I’d never given bibliotherapy much thought until I read John Crace’s article in the Guardian at the weekend about his meeting with Ella Berthoud, a bibliotherapist or book doctor. Ella listens to John talk about his life and books he has read and then recommends a list of books for him to try – a reading cure.

Listening to people in the library I’m aware that many of them have found comfort in reading, saying that it’s helped them get through difficult times, particularly bereavement. But usually the reading takes the form of escapism and the books most people seem to turn to are romances or thrillers. I can understand this and it would probably be the first thing I’d do in that situation.

But Berthoud talks about “books that offer rewards through the quality of the writing and parallels with the reader’s life”, and this is a different kind of therapy. However, unless you’re in the habit of reading literary novels then it’s going to be harder for you to make the extra mental effort at a difficult time in your life.

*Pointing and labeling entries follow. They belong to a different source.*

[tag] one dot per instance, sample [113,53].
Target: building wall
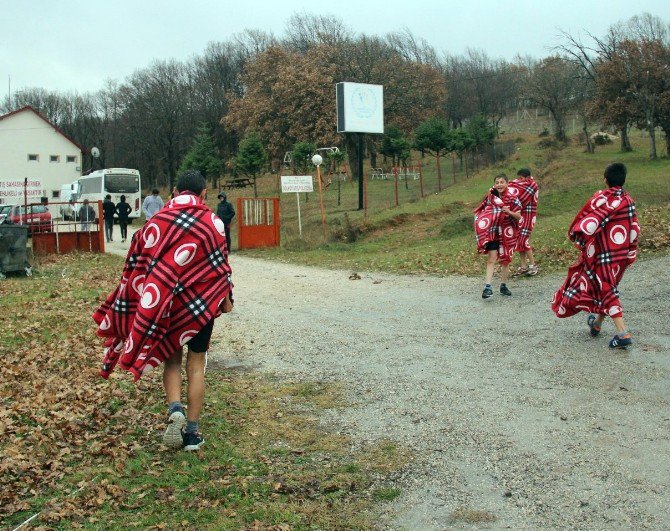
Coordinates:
[23,134]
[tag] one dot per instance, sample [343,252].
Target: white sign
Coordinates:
[296,183]
[360,108]
[12,190]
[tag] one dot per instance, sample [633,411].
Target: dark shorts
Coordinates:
[200,342]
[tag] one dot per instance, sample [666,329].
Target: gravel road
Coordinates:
[511,414]
[515,419]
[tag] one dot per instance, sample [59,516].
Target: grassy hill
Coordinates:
[434,235]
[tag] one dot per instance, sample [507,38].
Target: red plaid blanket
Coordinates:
[526,191]
[491,224]
[175,277]
[606,231]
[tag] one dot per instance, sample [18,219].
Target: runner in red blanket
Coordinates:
[525,189]
[175,282]
[496,228]
[606,232]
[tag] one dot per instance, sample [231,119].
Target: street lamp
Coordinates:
[95,154]
[317,160]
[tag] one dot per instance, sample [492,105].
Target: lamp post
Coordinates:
[95,154]
[317,160]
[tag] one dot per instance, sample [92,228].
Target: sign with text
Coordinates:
[296,183]
[360,108]
[12,190]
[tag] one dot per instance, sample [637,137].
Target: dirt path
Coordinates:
[511,413]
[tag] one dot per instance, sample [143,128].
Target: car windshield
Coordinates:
[122,184]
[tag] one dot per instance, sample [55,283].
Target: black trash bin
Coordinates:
[13,253]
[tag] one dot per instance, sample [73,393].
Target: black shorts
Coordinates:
[200,342]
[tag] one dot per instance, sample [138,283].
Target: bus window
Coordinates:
[90,186]
[122,184]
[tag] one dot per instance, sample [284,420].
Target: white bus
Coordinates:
[115,182]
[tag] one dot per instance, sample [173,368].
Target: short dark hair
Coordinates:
[191,180]
[615,174]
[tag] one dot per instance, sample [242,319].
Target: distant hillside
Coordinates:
[434,235]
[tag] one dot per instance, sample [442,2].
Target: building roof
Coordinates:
[56,128]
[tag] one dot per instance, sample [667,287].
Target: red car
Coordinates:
[38,218]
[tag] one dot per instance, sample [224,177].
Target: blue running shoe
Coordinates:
[172,436]
[593,327]
[622,342]
[192,441]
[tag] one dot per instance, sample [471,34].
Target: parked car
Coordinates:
[38,218]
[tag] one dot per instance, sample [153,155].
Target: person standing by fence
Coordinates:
[226,212]
[152,204]
[108,210]
[86,216]
[123,210]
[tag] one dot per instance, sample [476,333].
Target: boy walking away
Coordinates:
[496,231]
[226,212]
[123,210]
[152,204]
[525,189]
[175,282]
[606,232]
[108,211]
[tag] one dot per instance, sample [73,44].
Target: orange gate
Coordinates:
[258,222]
[63,231]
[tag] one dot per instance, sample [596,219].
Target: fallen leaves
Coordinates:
[56,413]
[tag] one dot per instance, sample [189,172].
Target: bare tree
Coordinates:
[551,86]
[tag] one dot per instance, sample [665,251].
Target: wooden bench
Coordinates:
[239,182]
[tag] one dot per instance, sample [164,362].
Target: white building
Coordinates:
[32,147]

The Reading Agency’s new scheme, Reading Well Mood-boosting Books, aims to promote up-lifting titles recommended by readers and reading groups, but when we opened the boxes of new books at work, our first reaction was that they were just the sort of books most of our borrowers wouldn’t like! They are not brightly coloured or obviously cheery books (in fact their covers are nearly all dreary and dull) and it did cross my mind that the library budget could be better spent.

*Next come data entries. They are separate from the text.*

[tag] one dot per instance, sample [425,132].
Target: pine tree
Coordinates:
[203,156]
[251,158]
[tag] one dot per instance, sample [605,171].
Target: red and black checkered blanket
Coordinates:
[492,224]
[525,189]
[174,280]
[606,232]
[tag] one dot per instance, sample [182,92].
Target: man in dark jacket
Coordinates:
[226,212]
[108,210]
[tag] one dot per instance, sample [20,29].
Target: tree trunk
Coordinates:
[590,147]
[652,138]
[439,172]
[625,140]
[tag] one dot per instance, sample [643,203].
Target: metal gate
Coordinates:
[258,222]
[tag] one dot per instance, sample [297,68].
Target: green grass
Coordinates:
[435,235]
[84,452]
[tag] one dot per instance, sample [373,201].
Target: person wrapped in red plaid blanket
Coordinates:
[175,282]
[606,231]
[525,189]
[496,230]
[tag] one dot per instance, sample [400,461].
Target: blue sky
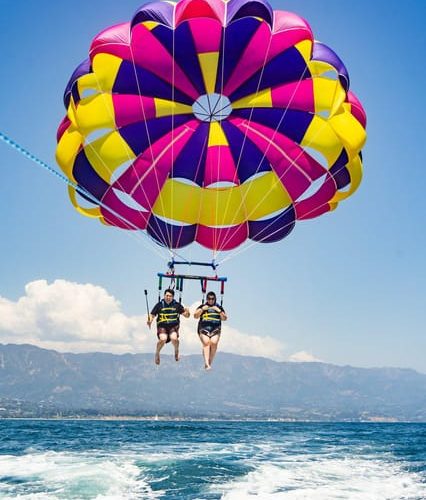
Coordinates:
[347,288]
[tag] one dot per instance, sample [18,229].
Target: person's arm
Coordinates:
[184,311]
[221,311]
[152,315]
[200,310]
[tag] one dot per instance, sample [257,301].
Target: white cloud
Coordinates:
[76,317]
[303,356]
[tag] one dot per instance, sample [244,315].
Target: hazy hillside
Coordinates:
[40,382]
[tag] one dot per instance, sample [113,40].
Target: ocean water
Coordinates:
[95,459]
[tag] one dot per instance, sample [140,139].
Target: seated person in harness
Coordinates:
[211,316]
[167,312]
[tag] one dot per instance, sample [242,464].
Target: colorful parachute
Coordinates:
[210,121]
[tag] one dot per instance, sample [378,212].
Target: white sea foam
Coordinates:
[52,475]
[326,479]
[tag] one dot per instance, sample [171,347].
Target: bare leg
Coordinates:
[160,344]
[213,347]
[206,350]
[175,341]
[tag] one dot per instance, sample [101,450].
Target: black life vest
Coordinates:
[168,313]
[211,316]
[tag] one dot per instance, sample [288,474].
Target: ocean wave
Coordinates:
[326,479]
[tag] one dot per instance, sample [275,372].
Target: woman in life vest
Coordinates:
[168,313]
[211,315]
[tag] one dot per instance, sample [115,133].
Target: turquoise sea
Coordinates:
[97,459]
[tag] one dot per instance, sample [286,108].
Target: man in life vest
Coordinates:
[167,312]
[211,316]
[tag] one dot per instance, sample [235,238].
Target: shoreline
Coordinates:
[116,418]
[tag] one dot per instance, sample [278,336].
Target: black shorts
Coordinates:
[167,329]
[209,330]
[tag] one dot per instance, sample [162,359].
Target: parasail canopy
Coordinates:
[210,121]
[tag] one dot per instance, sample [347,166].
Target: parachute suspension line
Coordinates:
[292,163]
[240,251]
[173,118]
[81,190]
[247,127]
[228,233]
[130,159]
[222,85]
[191,196]
[153,161]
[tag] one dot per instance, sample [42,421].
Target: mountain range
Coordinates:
[37,382]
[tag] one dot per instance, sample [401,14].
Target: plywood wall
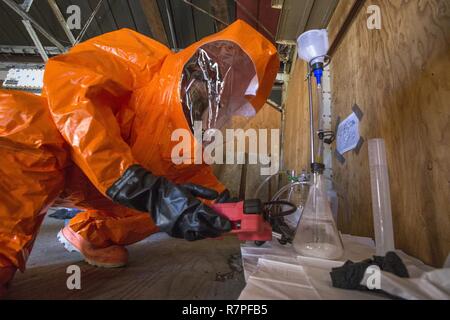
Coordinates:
[400,77]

But perhaps I’m missing the point – these are just the kind of books we should be encouraging people to read to boost their moods. So I’m going to try to make a bit of an effort with them and as I’ve read and loved several of them myself (The Enchanted April by Elizabeth von Arnim, I Capture the Castle by Dodie Smith and Miss Garnet’s Angel by Salley Vickers are wonderful novels), it shouldn’t be impossible!

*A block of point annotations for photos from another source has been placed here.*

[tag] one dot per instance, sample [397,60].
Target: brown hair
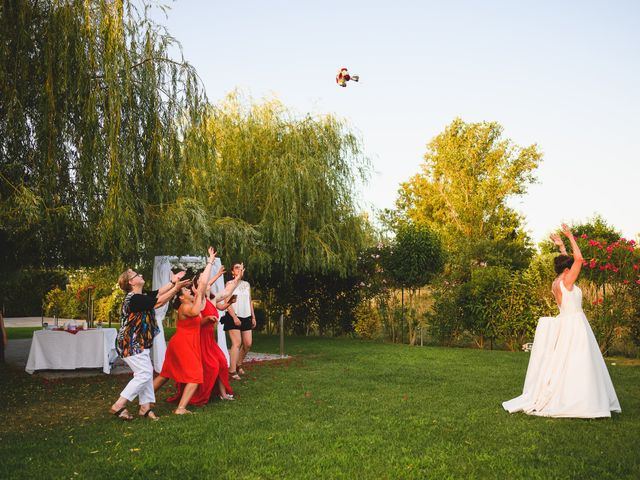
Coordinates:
[123,280]
[561,262]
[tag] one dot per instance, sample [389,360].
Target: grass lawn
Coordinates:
[340,408]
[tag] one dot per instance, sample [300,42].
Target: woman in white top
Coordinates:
[239,321]
[567,376]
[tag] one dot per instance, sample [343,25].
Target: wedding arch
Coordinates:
[162,266]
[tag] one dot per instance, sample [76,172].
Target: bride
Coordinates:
[567,376]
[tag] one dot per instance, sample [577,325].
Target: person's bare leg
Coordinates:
[223,391]
[189,390]
[247,342]
[234,351]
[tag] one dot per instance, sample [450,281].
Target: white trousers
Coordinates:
[141,385]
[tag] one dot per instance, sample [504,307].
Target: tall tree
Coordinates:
[283,192]
[92,109]
[469,174]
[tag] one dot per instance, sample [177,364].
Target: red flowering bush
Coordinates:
[613,270]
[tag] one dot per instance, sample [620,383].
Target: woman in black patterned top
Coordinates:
[137,328]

4 thoughts on “Bibliotherapy in public libraries

  1. Tommy Kovac

    I LOVE bibliotherapy, and believe it to be one of the finer points of our jobs, for those of us who work in libraries and do reader’s advisory. Finding just the right book(s) that are going to resonate with a patron and make them feel validated and less alone is pretty rewarding. I work with teens, and I love getting the opportunity to put a book in their hands that I think maybe they NEED to read for one reason or another. Some of the kids I’ve explained bibliotherapy to have even come back later and said, “I need some bibliotherapy…” I’ve even had kids email me after they’ve graduated, asking for bibliotherapy suggestions! And then the pressure is really on, let me tell you! 😉

  2. anexactinglife

    I haven’t heard about bibliotherapy with adults. Over here some hospitals have a Child Life Specialist who helps families deal with a child’s serious illness or medical condition. They use picture books, either fiction or nonfiction, to help the child name their feelings and for families to bond over. It’s too bad the adult titles aren’t more appealing-looking!

    1. blackcountrylibrarian Post author

      Yes, I think I had associated it more with children going through traumas. I wonder if it’s used for adults in hospitals too. These books do look seriously unappealing – not likely to tempt people away from their favourite genres!